For more on heat sources, see Chapter 4.

4. Carbon-to-Nitrogen (C:N) Ratio

While an important relationship to remember for aerobic bacteria nutrition is the carbon-to-nitrogen -- the "C:N" -- ratio, of the food source, its significance in composting toilets is often overstated.

Microorganisms require digestible carbon as an energy source for growth, and nitrogen and other nutrients, such as phosphorous and potassium, for protein synthesis to build cell walls and other structures (in the same way humans need carbohydrates and proteins).
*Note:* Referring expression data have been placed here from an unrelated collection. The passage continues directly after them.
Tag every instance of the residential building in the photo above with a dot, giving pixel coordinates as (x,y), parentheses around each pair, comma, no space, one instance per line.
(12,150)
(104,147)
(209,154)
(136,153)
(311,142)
When measured on a dry weight basis, an optimum C:N ration for aerobic bacteria is 25:1.

Primarily due to the high nitrogen (from urea, creatine, ammonia, etc.) content and low carbon (glucose) content of urine (0:8:1), human urine has a low C:N ratio. Therefore, if the objective is to oxidize all of the nitrogen urinated into the toilet, this would require adding digestible carbonaceoous materials on a regular basis. (See the section on "Urine" in Chapter 4). However, the practical fact is that urine, which contains most of the nitrogen, settles by gravity to the bottom of the composter, where is is drained away or evaporated. In either case the nitrogen passes through the ETPA and is lost to the process! For that reason, adding large amounts of carbon will not help process the nitrogen, and will just fill up the composter faster.

The primary reason then to add carbon material is to create air pockets in the composting material (that's why some call carbon additive "structure material").

Digestible carbonaceous materials include carbohydrates (sugar, starch, toilet paper, popped popcorn), vegetable or fruit scraps, finely shredded black-and-white newsprint, and wood chips. A small handful of dry matter per person per day or a few cups every week is a good rule of thumb to maintain a helpful C:N ratio, absorb excess moisture and maintain pores in the composting material. For more on additives, see Chapter 6.

5. Process Control

Process control is how you optimize the composting process by controlling the external variables that affect the process, as described above.

The following are some process controls that may be in a composter:

  • Motorized and manual mixing or turning provides aeration and moves microbial communities into contact with unprocessed ETPA.
  • Blowers and fans remove odors and gasses that are the by-products of composting, such as carbon dioxide and water vapor. Fan-speed controllers optimize the efficiency of the fan
  • Heaters maintain optimum temperature of the microbes and evaporate the water from leachate.
  • Pumps are used to move leachate to a management system. Others are used to spray water over the mass.
  • Warning indicators and alarms tell the manager when something needs attention.

Some compost system designers are integrating sensors and microprocessors that trigger and manage these process controls (so you don't have to). These are common in larger processing plants for municipal solid waste, sludge biosolids, and agricultural residues; they monitor temperature, carbon dioxide production, and oxygen and moisture content of the composting mass. Some of these are being integrated into AlasCan composting systems. Harvard University designed a prototype of such a composter (but it is still far too expensive for production). Small manufactured composters have yet to become so sophisticated. But it is just a matter of time before these sensors and automatic process controls are part of most commercial composting toilets.